Core Concepts
Simplex-structured matrix factorization (SSMF) is a generalization of nonnegative matrix factorization that aims to find a low-rank matrix decomposition where the columns of one factor lie on the unit simplex. This paper proposes a novel approach that converts the standard minimum-volume SSMF problem in the primal space into a maximum-volume problem in the dual space, providing new insights and an efficient optimization scheme.
Abstract
The paper focuses on the concept of duality and uses the correspondence between primal and dual spaces to provide a new perspective on simplex-structured matrix factorization (SSMF). The main contributions are:
A new formulation for SSMF based on maximizing the volume of the dual simplex, which bridges the gap between two existing families of approaches: volume minimization and facet-based identification.
A study of the identifiability of the parameters with this new dual formulation, proving that it can recover the true factors under various conditions, including the sufficiently scattered condition (SSC) and separability.
An efficient optimization scheme based on block coordinate descent to solve the proposed dual volume maximization problem.

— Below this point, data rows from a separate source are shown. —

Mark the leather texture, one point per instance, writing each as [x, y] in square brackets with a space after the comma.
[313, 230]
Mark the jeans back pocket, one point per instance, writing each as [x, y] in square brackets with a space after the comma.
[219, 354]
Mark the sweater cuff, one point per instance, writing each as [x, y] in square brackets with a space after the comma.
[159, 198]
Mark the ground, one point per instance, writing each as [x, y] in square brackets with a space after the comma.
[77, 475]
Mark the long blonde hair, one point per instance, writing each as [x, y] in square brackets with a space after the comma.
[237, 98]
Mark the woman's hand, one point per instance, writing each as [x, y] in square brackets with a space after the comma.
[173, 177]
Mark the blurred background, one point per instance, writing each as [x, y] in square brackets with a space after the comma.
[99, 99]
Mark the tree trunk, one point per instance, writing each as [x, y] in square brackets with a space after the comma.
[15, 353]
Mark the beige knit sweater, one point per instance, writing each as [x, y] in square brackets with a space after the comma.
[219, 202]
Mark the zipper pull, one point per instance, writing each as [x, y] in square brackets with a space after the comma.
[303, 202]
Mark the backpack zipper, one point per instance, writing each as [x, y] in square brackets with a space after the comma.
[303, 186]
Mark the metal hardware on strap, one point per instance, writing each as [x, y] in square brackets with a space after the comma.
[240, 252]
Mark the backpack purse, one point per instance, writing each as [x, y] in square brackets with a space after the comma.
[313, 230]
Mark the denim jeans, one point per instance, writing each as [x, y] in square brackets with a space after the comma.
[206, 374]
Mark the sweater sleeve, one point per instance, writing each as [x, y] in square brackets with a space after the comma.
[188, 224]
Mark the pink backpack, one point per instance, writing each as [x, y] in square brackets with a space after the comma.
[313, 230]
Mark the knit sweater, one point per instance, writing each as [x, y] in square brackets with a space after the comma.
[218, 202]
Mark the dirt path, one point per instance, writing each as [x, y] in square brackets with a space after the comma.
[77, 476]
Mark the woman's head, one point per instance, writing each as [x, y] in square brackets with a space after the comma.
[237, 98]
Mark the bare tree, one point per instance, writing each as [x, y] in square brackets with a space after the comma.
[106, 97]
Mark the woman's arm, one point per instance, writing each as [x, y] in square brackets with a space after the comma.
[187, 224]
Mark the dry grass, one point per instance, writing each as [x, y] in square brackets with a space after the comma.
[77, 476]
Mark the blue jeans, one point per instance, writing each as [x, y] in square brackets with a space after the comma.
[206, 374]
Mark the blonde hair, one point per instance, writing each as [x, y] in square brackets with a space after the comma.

Numerical experiments on both synthetic and real-world datasets, showing that the proposed algorithm performs favorably compared to the state-of-the-art SSMF algorithms.
The paper first introduces the SSMF problem and reviews previous approaches, including separability, volume minimization, and facet-based identification. It then presents the new dual volume maximization formulation and analyzes its identifiability properties under different conditions. Finally, it describes the optimization algorithm and provides experimental results.